Esme eventually left, packing up her notebook and still rambling about carpeting and drapes. I’d barely heard a word she’d said to me in the last hour, accepting her kiss to my cheek and standing in the entryway after she left, feeling numb and guilty and oddly triumphant.

A shadow fell across my feet as Edward appeared on the deck.

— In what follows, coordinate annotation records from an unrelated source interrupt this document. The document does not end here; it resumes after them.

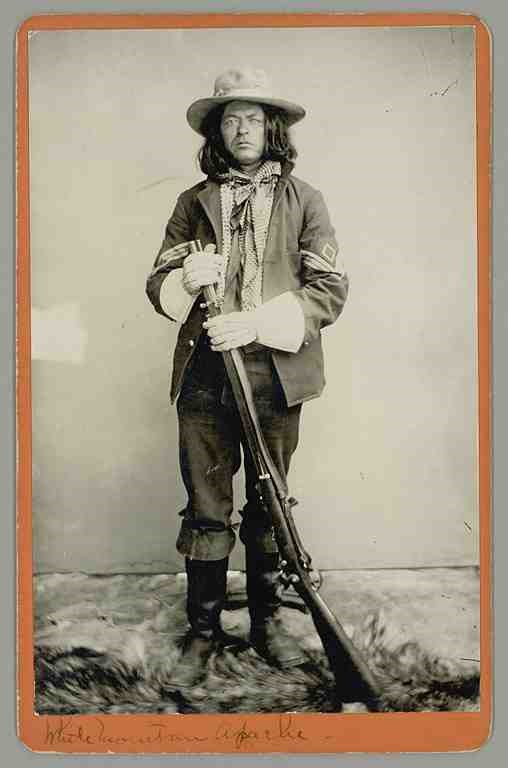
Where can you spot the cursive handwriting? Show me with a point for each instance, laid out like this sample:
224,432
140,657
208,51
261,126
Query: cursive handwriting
243,734
65,731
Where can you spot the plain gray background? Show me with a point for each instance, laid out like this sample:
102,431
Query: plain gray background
386,467
13,752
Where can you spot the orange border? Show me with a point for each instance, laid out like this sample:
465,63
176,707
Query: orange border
310,733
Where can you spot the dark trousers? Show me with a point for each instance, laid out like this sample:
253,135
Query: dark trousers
211,440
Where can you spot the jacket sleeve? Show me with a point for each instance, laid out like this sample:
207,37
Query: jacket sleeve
170,256
324,282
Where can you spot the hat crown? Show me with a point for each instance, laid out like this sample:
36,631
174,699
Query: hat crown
234,80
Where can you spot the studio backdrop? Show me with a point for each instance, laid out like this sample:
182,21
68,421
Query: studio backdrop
386,469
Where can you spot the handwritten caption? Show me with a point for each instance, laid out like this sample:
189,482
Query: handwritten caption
66,731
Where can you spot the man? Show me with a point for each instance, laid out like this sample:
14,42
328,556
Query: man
271,252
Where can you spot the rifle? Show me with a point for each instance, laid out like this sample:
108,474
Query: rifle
354,680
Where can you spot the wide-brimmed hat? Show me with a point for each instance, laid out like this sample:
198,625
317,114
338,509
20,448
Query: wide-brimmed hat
241,84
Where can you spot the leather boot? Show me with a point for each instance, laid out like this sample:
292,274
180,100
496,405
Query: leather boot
267,633
206,593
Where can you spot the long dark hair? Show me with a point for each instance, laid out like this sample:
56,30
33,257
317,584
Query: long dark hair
213,157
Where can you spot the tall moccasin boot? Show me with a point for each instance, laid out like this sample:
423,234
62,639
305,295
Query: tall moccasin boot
206,593
268,635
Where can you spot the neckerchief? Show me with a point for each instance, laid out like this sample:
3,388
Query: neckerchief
246,203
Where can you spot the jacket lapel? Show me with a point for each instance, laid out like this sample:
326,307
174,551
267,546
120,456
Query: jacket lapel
209,197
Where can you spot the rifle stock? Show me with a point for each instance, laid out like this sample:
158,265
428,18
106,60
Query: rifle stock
354,680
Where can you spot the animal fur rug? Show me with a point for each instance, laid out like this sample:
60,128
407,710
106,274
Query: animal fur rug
113,652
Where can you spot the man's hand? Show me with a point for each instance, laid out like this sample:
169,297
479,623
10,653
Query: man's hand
231,331
202,268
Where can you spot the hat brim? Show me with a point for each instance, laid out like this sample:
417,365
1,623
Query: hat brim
199,109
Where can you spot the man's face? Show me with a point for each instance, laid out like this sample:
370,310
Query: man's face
243,131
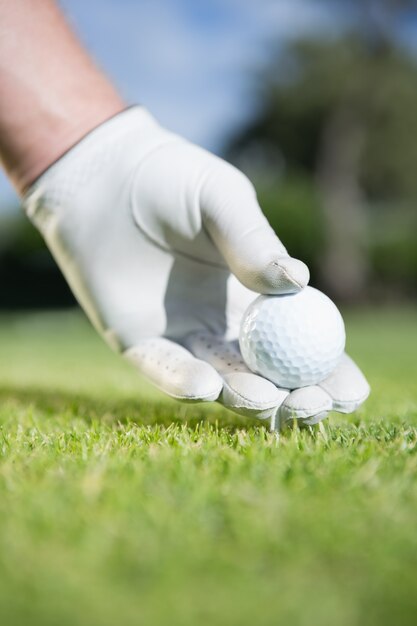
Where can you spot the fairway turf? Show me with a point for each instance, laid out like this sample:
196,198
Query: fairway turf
118,506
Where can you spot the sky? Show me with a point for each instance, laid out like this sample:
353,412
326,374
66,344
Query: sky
190,62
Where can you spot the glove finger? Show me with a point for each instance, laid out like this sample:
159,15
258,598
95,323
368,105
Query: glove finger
243,392
305,406
347,386
174,370
253,252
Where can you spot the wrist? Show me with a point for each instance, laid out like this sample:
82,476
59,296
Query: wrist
42,137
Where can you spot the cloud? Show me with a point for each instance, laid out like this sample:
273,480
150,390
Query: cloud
188,61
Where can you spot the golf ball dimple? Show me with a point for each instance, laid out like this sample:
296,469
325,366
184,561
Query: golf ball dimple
294,340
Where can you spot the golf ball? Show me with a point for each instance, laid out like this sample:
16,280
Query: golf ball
294,340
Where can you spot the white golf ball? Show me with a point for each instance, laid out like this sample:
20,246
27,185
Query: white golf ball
293,340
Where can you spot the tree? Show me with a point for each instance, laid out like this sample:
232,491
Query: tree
343,112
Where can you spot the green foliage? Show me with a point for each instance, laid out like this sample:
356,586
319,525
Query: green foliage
119,506
293,210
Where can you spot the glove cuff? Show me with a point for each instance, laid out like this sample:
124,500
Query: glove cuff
103,138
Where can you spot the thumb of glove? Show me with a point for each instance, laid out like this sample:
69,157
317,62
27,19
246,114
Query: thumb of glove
253,252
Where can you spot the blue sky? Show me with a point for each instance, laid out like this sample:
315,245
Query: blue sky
190,61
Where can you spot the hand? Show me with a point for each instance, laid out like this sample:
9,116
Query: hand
164,245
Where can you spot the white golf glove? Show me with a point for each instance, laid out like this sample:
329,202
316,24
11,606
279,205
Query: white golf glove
164,246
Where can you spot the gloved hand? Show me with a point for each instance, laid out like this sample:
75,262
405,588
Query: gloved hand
164,246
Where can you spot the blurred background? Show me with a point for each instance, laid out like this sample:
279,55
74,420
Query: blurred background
315,100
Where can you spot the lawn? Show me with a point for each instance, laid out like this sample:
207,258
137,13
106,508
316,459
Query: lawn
118,506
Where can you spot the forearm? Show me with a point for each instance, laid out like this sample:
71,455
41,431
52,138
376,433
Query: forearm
51,93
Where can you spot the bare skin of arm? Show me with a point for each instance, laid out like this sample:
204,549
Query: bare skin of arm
51,93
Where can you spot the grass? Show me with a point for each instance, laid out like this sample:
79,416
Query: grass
118,506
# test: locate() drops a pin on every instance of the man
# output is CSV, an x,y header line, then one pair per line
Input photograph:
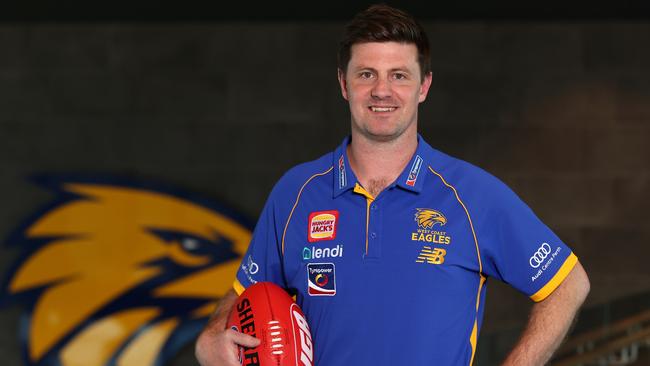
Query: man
x,y
387,242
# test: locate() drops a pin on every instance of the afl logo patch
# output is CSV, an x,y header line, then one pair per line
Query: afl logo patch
x,y
322,225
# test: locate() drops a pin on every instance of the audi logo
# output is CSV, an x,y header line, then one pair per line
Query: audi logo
x,y
539,256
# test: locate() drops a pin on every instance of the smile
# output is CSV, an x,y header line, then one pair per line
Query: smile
x,y
382,109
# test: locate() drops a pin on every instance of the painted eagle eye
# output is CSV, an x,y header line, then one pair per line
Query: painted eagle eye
x,y
218,249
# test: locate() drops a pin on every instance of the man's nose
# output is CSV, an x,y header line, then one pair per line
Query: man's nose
x,y
382,88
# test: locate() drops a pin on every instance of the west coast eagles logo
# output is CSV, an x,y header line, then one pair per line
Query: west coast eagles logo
x,y
427,219
114,274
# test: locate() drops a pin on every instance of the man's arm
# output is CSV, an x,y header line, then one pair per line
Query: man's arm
x,y
550,320
218,346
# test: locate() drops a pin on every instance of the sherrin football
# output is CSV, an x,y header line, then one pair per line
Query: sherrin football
x,y
265,311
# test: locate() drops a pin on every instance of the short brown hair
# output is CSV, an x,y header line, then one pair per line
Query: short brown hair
x,y
382,23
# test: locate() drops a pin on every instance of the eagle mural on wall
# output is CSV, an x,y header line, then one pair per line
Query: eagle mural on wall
x,y
121,274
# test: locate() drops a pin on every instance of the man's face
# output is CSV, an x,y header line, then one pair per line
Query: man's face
x,y
383,87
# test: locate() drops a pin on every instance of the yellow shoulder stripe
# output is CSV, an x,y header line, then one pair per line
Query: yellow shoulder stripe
x,y
238,287
568,265
284,233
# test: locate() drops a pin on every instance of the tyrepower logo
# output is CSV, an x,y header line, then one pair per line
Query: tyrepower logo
x,y
301,329
321,280
538,258
322,225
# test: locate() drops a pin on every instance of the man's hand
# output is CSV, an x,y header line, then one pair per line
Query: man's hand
x,y
218,346
550,320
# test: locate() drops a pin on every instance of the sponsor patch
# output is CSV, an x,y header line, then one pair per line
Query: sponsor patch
x,y
318,253
431,255
320,279
414,172
322,225
538,258
250,268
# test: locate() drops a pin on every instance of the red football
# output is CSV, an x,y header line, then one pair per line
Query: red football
x,y
265,311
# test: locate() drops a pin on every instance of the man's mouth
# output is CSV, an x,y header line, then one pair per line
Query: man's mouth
x,y
382,109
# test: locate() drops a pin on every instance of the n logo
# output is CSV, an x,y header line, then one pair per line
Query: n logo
x,y
431,255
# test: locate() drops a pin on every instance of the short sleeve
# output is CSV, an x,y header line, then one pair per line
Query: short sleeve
x,y
263,260
521,250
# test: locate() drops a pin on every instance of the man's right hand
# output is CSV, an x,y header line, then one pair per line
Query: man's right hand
x,y
217,346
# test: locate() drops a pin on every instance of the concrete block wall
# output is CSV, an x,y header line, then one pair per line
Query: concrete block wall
x,y
559,111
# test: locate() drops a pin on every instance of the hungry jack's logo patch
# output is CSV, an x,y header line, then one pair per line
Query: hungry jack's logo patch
x,y
322,225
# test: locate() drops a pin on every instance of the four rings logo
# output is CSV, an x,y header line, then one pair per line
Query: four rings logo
x,y
539,256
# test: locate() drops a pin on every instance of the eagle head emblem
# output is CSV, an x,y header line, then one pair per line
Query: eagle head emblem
x,y
120,275
427,218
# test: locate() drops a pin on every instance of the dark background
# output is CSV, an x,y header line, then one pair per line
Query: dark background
x,y
552,98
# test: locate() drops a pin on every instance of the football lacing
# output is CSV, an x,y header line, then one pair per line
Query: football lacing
x,y
276,338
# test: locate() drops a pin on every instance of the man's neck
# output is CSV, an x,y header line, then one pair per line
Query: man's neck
x,y
377,163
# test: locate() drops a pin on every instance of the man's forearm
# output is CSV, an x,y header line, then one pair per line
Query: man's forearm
x,y
550,321
219,318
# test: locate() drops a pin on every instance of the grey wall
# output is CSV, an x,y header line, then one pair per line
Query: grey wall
x,y
561,112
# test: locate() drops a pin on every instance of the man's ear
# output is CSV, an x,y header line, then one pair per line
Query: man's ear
x,y
424,87
343,83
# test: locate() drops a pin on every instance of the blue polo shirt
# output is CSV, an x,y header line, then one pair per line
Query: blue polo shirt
x,y
399,279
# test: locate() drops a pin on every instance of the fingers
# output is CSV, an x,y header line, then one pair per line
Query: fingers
x,y
222,348
243,339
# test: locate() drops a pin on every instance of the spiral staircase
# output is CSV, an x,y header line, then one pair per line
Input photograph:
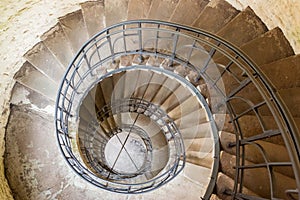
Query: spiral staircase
x,y
168,105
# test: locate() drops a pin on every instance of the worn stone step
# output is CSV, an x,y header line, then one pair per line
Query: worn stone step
x,y
215,15
179,95
291,98
184,108
162,10
165,91
94,16
197,131
130,83
261,183
138,9
204,146
115,11
194,8
194,118
245,27
58,45
142,84
197,174
225,184
199,158
41,58
273,152
75,29
223,122
29,76
284,73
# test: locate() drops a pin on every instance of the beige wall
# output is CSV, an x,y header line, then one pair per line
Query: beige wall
x,y
282,13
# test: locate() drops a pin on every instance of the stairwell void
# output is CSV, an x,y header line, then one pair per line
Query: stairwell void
x,y
154,106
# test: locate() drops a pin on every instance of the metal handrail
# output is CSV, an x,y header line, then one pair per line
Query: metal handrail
x,y
160,35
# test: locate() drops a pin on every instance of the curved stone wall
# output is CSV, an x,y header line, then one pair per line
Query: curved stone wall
x,y
282,13
22,22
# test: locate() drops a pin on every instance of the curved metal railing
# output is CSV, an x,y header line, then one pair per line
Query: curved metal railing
x,y
206,58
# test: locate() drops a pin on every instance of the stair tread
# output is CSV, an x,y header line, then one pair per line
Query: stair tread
x,y
92,10
215,15
41,58
243,28
194,8
197,131
74,29
138,9
224,183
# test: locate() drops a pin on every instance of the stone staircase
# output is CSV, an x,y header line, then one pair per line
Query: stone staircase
x,y
36,169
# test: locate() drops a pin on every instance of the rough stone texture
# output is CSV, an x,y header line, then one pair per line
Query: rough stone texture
x,y
284,73
93,10
194,8
162,9
282,13
260,184
22,22
138,9
243,28
214,16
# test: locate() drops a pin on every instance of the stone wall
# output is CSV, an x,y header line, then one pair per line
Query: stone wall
x,y
282,13
21,24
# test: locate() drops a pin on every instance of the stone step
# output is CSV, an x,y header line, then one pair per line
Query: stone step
x,y
184,108
192,119
273,152
58,45
204,146
261,183
197,131
291,98
29,76
75,29
215,15
42,59
223,122
197,174
194,8
94,16
142,84
162,10
131,79
115,11
283,73
138,9
156,83
200,159
245,27
225,184
165,91
178,96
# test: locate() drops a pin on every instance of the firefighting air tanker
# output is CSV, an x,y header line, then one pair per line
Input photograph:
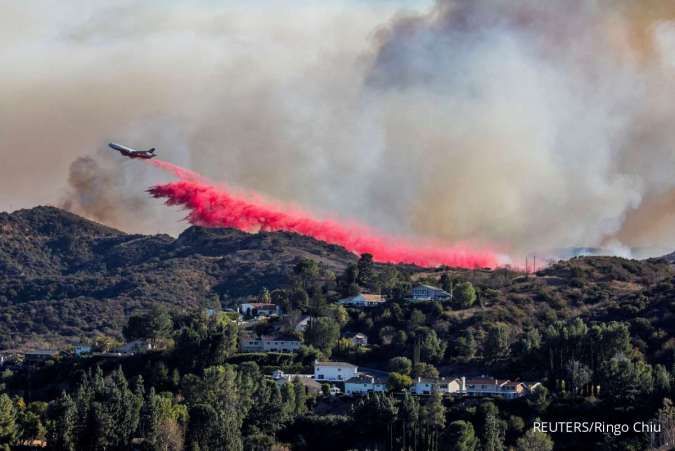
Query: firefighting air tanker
x,y
133,153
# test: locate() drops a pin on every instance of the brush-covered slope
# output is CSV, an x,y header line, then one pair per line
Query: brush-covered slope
x,y
62,276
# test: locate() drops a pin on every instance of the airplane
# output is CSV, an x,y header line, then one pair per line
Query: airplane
x,y
133,153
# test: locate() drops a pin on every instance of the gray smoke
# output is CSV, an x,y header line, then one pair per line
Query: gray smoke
x,y
521,123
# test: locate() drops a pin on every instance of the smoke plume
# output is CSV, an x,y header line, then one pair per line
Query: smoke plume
x,y
517,123
213,206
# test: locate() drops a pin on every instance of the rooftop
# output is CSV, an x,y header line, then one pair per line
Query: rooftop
x,y
335,364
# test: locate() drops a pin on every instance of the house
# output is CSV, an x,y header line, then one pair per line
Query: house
x,y
364,384
425,386
306,380
81,349
251,343
503,388
363,300
259,309
334,371
422,292
359,340
39,356
334,391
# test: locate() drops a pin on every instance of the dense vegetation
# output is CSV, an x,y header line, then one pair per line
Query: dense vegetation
x,y
597,331
64,279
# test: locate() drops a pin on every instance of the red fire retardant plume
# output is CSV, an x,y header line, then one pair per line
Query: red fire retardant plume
x,y
219,206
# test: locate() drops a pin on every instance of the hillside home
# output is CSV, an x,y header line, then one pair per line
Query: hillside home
x,y
359,340
334,371
306,380
425,386
362,300
258,309
422,292
252,343
503,388
39,356
364,384
302,324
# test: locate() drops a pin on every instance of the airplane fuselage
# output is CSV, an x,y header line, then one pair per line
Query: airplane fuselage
x,y
133,153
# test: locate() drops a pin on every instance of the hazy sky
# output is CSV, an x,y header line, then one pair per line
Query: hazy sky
x,y
520,123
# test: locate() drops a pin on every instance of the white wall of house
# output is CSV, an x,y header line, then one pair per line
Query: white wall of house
x,y
427,386
360,388
334,371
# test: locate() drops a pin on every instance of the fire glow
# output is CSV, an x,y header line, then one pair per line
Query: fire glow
x,y
212,205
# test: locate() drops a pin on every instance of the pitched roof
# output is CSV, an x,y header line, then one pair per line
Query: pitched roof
x,y
335,364
430,287
373,297
431,380
368,297
260,305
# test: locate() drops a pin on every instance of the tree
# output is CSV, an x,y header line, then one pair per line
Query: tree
x,y
322,333
534,441
300,397
154,325
492,428
408,414
365,274
465,295
265,296
461,436
466,346
62,415
30,426
579,375
401,365
445,282
306,271
425,370
375,415
433,419
431,347
498,342
539,400
625,380
8,427
662,380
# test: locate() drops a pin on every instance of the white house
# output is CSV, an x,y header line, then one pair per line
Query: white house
x,y
425,386
252,343
133,347
334,371
364,384
422,292
302,325
359,339
363,300
502,388
259,309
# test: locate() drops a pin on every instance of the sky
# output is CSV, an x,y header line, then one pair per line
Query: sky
x,y
515,124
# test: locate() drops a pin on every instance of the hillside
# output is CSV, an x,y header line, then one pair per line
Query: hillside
x,y
64,276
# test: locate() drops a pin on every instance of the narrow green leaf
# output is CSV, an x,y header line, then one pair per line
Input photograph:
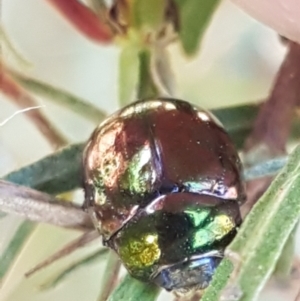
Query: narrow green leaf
x,y
61,97
73,267
264,169
133,290
263,235
128,74
111,274
194,16
10,254
284,265
147,87
219,281
149,14
56,173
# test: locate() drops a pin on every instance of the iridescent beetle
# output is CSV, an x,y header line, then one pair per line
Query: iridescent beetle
x,y
163,186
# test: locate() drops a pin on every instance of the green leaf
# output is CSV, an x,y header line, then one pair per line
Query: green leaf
x,y
263,235
133,290
56,173
284,265
61,97
149,14
128,74
74,267
10,254
194,16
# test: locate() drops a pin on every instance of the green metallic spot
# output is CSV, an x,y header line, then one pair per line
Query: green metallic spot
x,y
139,172
198,216
141,253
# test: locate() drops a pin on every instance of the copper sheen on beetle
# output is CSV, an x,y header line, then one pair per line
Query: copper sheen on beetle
x,y
163,186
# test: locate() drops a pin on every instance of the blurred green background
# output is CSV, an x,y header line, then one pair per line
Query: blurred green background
x,y
237,64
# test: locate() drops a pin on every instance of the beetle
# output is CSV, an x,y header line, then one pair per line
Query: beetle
x,y
163,186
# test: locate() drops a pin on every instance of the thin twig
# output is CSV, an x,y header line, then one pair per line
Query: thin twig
x,y
272,126
24,100
74,245
83,19
41,207
19,112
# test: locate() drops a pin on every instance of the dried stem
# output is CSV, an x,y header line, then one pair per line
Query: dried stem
x,y
41,207
74,245
24,100
84,20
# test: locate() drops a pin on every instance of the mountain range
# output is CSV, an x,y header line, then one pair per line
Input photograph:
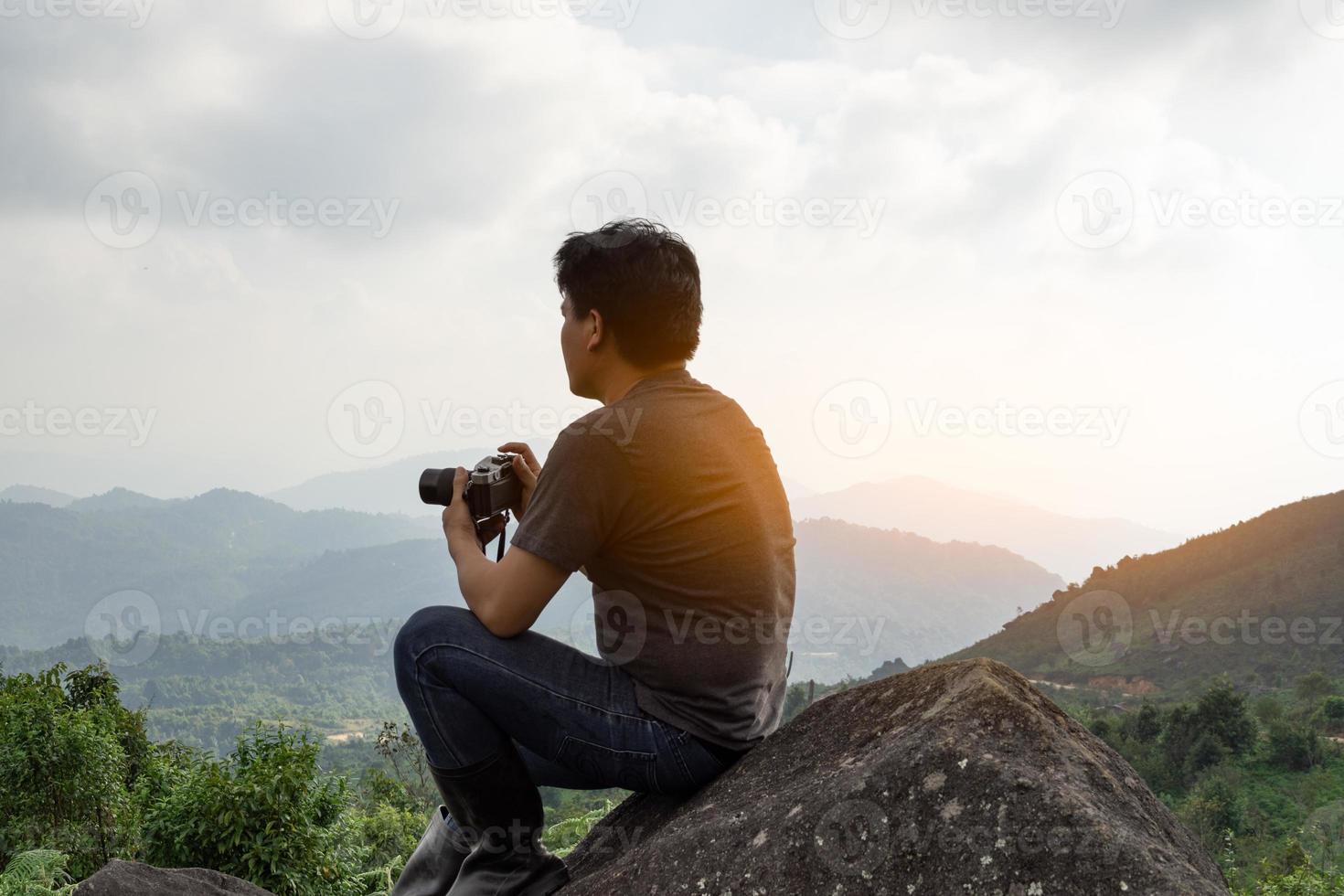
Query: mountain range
x,y
1064,544
1261,601
208,563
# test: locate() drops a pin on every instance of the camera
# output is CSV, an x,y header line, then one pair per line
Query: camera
x,y
491,486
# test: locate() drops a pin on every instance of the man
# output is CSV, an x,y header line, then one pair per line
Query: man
x,y
668,500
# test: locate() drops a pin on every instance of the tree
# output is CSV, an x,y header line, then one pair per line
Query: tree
x,y
1329,716
1293,747
1313,687
69,758
263,813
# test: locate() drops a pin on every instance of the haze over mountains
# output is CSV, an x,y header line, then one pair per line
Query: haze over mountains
x,y
866,597
1261,601
1063,544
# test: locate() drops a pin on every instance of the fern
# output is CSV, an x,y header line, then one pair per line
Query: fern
x,y
569,833
40,872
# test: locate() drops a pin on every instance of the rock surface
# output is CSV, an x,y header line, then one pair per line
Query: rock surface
x,y
957,778
129,879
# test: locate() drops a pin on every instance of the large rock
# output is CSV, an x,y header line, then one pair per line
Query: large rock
x,y
129,879
957,778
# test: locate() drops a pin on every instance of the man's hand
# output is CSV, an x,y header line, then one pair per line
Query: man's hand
x,y
459,526
527,468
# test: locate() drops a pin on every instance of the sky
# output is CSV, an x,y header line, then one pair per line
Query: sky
x,y
1083,252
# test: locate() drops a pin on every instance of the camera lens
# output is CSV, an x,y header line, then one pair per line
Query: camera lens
x,y
437,486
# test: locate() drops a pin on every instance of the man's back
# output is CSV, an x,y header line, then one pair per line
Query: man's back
x,y
671,501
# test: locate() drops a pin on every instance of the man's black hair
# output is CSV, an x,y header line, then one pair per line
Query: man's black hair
x,y
645,283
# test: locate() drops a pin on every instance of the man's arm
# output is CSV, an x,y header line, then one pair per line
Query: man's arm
x,y
507,597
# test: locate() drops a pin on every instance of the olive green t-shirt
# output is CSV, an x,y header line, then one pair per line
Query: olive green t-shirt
x,y
671,503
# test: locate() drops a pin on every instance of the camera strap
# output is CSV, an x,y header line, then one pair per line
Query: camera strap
x,y
499,552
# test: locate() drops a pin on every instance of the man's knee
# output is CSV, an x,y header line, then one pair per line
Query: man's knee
x,y
431,626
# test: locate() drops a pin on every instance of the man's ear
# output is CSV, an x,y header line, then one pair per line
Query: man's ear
x,y
597,331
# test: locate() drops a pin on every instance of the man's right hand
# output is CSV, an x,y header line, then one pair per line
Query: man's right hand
x,y
527,468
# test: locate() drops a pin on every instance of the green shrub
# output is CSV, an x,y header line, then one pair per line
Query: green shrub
x,y
263,813
1293,747
69,758
40,872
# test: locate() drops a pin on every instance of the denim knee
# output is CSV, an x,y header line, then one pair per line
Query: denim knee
x,y
426,626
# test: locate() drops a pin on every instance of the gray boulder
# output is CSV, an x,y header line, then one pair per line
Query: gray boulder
x,y
957,778
131,879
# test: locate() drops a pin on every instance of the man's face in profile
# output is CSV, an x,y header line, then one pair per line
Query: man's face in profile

Dripping wet, hair and eyes gone dark. Looking nearly angry. I had no time to wonder why he was still here. No time to ask why he hadn’t just swum away like I’d been so sure he would, or how much of my conversation with his mother he’d heard. He stalked into the villa and pushed me up against the wall, my skull thumping hard enough to make me dizzy, and fell to his knees in front of me. Hands under the hem of my nearly dry dress.Fingers dug into my hips, thumbs dragging my underwear aside, and he had his mouth on my clit before I even knew what was going on. Sucking strongly in a steady pulsing rhythm, eyes open with a hum in his throat that lodged right up against the base of my spine.

Jesus. God.

My knees nearly gave out. Heart nearly stopped. On fire from the inside out and loving every exquisitely painful second. I gripping his hair tight in both hands and barely kept his name inside my mouth as I took a running start and straight up flung myself from that ledge that had me so terrified before.

A fall that lasted forever and was over before it had even begun.

Edward stood, looking satisfied with himself, wiping his face with his palm and using his sticky fingers to grip my chin before pressing a kiss to my mouth. Salty and sweet and still sort of painful from the bruises he gave me before sauntering out the door.